In 2019, a total of 1,052 PEGs were performed on 1,017 patients at 62 hospitals participating in this survey. When classifying hospital institutions by size, general hospitals (45%) accounted for the largest number of institutions, followed by tertiary general hospitals (34%), community hospitals (10%), clinics (10%), and medical check-up centers (1%). The number of PEGs performed by medical institutions was the highest at tertiary hospitals (65%), followed by general hospitals (27%), primary hospitals (4%), and community hospitals (4%) (Fig. 1). The number of PEG performers in each institution was 3–4 (39%), followed by 1–2 (34%), and 9–10 (2%). In most hospitals, gastroenterologists (98%) performed PEG; pediatricians, surgeons and radiologist also performed PEG.
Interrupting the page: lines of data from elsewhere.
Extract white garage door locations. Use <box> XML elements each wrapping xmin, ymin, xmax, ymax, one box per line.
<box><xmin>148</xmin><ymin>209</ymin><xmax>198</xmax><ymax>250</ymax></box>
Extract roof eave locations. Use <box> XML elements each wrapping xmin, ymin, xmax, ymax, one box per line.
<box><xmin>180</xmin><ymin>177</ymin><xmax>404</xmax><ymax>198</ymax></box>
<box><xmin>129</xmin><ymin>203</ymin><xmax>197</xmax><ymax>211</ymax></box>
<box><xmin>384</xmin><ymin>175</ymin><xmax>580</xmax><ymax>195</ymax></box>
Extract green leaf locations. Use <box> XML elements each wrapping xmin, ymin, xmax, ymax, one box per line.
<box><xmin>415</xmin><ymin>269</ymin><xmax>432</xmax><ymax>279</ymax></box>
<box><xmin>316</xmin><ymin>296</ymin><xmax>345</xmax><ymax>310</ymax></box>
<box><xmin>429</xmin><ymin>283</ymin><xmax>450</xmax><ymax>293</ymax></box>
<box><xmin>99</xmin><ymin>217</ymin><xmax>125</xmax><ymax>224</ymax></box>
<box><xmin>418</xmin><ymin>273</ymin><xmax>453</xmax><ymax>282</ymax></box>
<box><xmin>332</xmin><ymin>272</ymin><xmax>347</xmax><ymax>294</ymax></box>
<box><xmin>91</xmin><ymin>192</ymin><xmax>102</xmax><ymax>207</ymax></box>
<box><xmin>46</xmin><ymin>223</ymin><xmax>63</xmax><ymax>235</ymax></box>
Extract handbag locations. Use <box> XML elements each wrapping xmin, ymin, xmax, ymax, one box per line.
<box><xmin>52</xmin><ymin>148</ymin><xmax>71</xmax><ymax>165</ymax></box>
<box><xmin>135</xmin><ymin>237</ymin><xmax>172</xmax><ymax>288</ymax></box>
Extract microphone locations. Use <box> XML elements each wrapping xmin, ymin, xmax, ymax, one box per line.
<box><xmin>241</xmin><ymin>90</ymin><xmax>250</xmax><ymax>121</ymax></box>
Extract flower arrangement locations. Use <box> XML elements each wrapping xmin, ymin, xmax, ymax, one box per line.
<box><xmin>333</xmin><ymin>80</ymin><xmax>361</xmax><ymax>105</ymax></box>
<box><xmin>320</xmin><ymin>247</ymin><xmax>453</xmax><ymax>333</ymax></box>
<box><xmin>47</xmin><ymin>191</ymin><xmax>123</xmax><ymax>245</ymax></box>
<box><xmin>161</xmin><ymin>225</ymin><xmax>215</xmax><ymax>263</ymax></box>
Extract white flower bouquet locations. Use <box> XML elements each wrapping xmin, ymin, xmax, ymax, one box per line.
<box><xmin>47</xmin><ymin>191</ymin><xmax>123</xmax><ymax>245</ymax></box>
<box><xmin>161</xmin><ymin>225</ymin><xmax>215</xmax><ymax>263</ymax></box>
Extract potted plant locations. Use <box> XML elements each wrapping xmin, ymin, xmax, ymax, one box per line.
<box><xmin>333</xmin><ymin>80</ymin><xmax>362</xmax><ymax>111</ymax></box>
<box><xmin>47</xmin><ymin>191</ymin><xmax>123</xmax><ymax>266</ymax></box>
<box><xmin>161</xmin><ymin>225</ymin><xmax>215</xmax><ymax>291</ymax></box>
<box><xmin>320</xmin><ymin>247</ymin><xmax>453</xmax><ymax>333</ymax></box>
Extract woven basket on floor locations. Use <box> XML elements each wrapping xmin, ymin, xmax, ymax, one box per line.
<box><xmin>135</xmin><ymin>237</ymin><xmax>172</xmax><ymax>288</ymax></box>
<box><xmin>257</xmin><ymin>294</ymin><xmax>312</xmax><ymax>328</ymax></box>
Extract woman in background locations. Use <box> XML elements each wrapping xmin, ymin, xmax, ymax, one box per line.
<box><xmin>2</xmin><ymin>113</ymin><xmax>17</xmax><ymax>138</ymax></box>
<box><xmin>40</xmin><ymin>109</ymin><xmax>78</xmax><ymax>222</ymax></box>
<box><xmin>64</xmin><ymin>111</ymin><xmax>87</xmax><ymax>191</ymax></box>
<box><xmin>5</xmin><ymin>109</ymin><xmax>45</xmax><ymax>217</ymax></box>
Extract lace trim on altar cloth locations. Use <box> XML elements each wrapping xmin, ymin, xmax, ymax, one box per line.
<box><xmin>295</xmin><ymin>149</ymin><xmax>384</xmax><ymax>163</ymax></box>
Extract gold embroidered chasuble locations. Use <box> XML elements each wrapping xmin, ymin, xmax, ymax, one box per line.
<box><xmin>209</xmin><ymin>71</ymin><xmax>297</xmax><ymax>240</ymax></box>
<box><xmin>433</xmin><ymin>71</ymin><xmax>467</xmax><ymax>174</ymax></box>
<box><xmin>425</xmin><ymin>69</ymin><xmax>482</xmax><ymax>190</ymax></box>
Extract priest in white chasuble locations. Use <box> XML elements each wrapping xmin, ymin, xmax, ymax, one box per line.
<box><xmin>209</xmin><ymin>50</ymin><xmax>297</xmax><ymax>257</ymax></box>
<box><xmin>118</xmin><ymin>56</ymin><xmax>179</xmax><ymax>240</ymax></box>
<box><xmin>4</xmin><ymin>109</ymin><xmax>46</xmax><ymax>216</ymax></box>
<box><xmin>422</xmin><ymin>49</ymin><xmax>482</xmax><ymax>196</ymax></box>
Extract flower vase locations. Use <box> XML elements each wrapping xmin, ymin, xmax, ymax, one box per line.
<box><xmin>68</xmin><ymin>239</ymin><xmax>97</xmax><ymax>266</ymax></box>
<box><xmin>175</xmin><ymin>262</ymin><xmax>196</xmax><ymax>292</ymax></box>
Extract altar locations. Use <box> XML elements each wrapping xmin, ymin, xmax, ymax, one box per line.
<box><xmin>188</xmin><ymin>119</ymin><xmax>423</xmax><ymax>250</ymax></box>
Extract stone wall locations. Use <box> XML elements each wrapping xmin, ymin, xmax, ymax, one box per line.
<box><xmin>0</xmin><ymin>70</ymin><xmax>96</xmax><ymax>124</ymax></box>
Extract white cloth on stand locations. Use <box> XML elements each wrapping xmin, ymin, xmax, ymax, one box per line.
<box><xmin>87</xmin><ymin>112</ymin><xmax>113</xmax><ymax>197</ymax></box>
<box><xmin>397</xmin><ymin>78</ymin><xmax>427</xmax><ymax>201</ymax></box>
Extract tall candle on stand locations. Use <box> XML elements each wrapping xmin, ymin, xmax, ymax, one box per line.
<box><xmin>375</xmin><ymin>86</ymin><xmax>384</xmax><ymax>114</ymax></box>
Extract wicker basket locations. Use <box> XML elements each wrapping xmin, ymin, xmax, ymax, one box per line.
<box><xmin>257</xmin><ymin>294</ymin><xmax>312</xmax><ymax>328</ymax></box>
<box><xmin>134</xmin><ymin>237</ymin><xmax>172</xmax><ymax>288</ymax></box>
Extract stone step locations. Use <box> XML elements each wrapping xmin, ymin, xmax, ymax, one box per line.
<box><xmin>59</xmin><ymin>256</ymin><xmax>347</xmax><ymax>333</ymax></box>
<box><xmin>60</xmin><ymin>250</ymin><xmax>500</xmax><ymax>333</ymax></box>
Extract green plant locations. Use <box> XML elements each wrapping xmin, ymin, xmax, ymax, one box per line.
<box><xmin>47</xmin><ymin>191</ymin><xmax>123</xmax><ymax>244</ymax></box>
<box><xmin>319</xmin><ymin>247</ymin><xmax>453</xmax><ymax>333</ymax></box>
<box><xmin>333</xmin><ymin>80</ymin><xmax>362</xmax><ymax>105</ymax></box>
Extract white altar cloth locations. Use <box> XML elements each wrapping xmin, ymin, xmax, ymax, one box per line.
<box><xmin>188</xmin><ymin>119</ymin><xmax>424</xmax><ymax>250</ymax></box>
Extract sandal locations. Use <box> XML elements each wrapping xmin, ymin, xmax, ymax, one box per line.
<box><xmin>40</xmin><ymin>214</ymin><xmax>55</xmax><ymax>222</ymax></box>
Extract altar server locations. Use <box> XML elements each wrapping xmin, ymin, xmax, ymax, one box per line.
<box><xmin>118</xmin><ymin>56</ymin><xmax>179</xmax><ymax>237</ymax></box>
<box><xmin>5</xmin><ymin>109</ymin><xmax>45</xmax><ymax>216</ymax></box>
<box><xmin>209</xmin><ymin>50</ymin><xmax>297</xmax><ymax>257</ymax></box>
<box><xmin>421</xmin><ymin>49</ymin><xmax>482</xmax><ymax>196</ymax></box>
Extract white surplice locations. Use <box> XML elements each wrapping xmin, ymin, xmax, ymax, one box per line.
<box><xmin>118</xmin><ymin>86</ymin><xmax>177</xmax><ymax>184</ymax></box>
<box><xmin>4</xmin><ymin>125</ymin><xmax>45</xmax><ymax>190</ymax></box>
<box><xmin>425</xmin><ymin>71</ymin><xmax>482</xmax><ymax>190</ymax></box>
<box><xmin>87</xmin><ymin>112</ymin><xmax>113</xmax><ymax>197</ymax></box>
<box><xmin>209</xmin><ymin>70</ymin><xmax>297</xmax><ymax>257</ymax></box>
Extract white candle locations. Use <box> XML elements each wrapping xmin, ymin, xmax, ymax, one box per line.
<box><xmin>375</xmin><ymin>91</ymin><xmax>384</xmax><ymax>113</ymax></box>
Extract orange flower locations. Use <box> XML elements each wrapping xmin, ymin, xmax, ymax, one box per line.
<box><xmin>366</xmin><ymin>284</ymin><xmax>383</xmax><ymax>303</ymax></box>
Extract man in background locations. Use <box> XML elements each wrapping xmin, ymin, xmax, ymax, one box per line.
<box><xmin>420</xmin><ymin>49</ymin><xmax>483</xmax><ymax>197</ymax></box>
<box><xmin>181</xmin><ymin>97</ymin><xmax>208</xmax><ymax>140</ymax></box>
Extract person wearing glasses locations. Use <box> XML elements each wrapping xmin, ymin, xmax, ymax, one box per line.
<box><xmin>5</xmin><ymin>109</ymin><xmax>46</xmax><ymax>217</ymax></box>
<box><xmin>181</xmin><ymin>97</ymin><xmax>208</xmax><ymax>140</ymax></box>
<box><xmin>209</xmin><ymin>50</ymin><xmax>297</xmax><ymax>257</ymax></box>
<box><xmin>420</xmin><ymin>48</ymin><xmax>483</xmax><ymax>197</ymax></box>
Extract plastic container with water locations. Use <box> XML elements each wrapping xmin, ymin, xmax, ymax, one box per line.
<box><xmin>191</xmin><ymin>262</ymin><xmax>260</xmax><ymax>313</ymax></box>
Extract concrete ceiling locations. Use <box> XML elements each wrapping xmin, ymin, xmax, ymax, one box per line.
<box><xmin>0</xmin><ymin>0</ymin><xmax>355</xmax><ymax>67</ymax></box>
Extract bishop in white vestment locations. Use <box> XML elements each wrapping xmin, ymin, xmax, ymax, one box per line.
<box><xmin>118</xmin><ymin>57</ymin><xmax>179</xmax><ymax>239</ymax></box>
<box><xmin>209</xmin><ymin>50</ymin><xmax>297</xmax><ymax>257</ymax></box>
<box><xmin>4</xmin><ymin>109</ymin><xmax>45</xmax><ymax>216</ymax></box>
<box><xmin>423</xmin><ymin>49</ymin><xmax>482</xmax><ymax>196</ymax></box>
The baseline characteristics of patients who underwent PEG are presented in Table 1. The most common reason for PEG was for supplying EN (95%), followed by structural obstruction (3%), and other reasons (2%). Neurological dysfunction (70%), particularly cerebral infarction (45%), cerebral hemorrhage (17%), dementia (5%), and Alzheimer disease (3%), was the most common underlying disease in patients who underwent PEG. Cancer (18%), particularly esophageal cancer (43%), throat cancer (23%), and stomach cancer (14%), was the second most common underlying disease. The primary clinical manifestation of PEG was dysphagia (35%) followed by repeated aspiration pneumonia (26%). The factors responsible for failure of the PEG procedure were mainly the inability to access the stomach from the abdominal wall (e.g., anatomical abnormality of the gastrointestinal tract, position change after surgery, or underlying disease), followed by inability to insert an endoscope (e.g., oropharyngeal cancer), and respiratory suppression following sedation. Procedures selected following PEG failure were nasogastric tube insertion (44%), surgical gastrostomy or jejunostomy (33%), percutaneous endoscopic jejunostomy (12%), and percutaneous transesophageal gastric tube intubation (6%).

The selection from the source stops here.